The occurrence of cutaneous metastases significantly impacts patient management. To ensure comprehensive care, we need a multidisciplinary approach involving dermatologists, oncologists, pathologists, and other specialists. Patient education is also vital; we should inform individuals with a history of RCC about the importance of monitoring for new or changing skin lesions and encourage them to seek prompt medical evaluation.

From a dermatological perspective, these cases highlight the critical role of dermatologists in the early detection of metastatic disease. Awareness of the varied presentations of cutaneous metastases and familiarity with dermoscopic features can facilitate timely diagnosis. Furthermore, collaboration with pathologists for histopathological and immunohistochemical analysis enhances diagnostic accuracy.

In summary, cutaneous metastases from RCC, while rare, represent an important clinical entity that signals advanced disease. The two cases underscore the diversity of dermatological manifestations and the challenges in diagnosis. A high index of suspicion, thorough clinical evaluation, and prompt biopsy of suspicious lesions are essential. Advances in systemic therapies offer hope for improved management, but early detection remains critical to optimizing patient outcomes. Ongoing research and heightened clinical awareness are necessary to improve the recognition and treatment of cutaneous metastases in RCC.

CONCLUSIONS

Clinicians should recognize that cutaneous metastases from renal cell carcinoma, as illustrated in these cases, serve as important indicators of advanced systemic disease.

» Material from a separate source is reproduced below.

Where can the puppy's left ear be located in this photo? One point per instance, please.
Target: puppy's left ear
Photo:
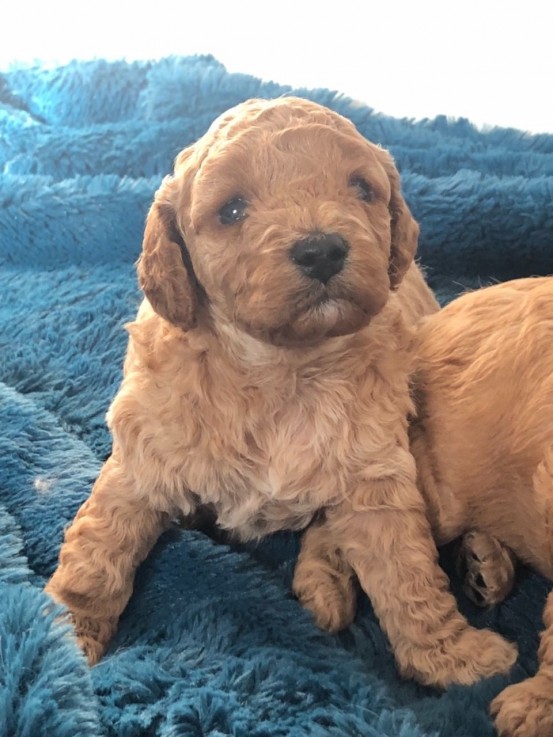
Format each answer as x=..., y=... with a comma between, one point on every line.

These metastases can present subtly, and clinicians often misdiagnose them, which delays crucial treatment. When evaluating new or unusual skin lesions in patients with a history of renal malignancy, clinicians should maintain a high index of suspicion for metastatic RCC. Prompt diagnosis through careful assessment and biopsy is essential for initiating appropriate systemic therapies. Early detection and a multidisciplinary approach can improve management strategies and potentially enhance patient outcomes.

CONFLICT OF INTEREST STATEMENT

The authors declare no conflicts of interest.

FUNDING SOURCES

No funding was received for this study.

AUTHOR CONTRIBUTIONS

Consent

Written informed consent was obtained from the patient for the publication of this case report and accompanying images.